Hacker-activist group Anonymous seems to be on a rampage; last week in China and now strolling in the US, with distinct messages for each country. After hacking and defacing hundreds of websites in China, the group reportedly has targeted two technology trade association websites in the US Monday. The hacker collective is against the cyber security bill Cyber Intelligence Sharing and Protection Act of 2011, abbreviated CISPA, which critics see as having the risk of infringing on digital rights and civil liberties.
USTelecom and TechAmerica - the targeted technology trade websites - are supporters of the controversial legislation. These trade websites suffered denial-of-service attacks on Monday. Anonymous has reportedly claimed responsibility for this. USTelecom represents telecom companies, including AT&T, Verizon and CenturyLink, and TechAmerica includes tech companies such as IBM, Microsoft and Apple.
Both these associations back the CISPA - a bipartisan bill sponsored by leaders in the House Intelligence Committee and referred to as the Rogers-Ruppersberger Cyber Security Bill. The bill passed the Intelligence Committee in December, and it awaits the next step, which is the House Floor. According to Rep. Mike Rogers, a sponsor, the bill aims to "help the private sector defend itself from advanced cyber threats."
Terming the legislation a decisive first step to tackle cyber threats, Rep. Dutch Ruppersberger says, "Without important, immediate changes to American cyber security policy, I believe our country will continue to be at risk for a catastrophic attack to our nation's vital networks - networks that power our homes, provide our clean water or maintain the other critical services we use every day."
The bill encourages more information sharing between private companies and governments to counter cyber attacks.

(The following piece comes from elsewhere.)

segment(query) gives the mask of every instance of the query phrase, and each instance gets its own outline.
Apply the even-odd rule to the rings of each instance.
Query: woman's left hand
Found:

Many online advocacy groups, including The Electronic Frontier Foundation, have condemned CISPA, worrying the bill could weaken privacy laws and bring about strong Internet censorship.
Huge online protests in January this year saw the shelving of similar bills: SOPA, the Stop Online Piracy Act, and PIPA, the Protect IP Act. It is highly likely that the recent cyber attacks may lead to a larger web-based protest over the several cyber security proposals that the House is expected to consider later this month.
The so called 'Operation Anti-Security', abbreviated 'AntiSec', was initiated mid last year by network hacker group LulzSec declaring immediate and unremitting war against governments worldwide as a defense of privacy. It also invited other hackers to "steal and leak" information classified by governments. Hacker collective Anonymous immediately supported LulzSec.
The first reported attack since this declaration was on the website of the United Kingdom's Serious Organized Crime Agency, or SOCA, which also investigates computer crime. The group has targeted numerous government websites in recent months, including U.S. federal agencies, NATO, and the Israeli government, also attacked Ugandan government websites over the weekend, and is reportedly out to attack UK government servers. UK too is said to be contemplating on a similar bill such as CISPA.
For China, the group's message appears to be pushing for human rights. The hacker group's text that appeared on a March 30 defacement of several Chinese websites asks Chinese people to fight for freedom and human rights, and it also threatens: "Dear Chinese government, you are not infallible, today websites are hacked, tomorrow it will be your vile regime that will fall. So expect us because we do not forgive, never. What you are doing today to your Great People, tomorrow will be inflicted to you."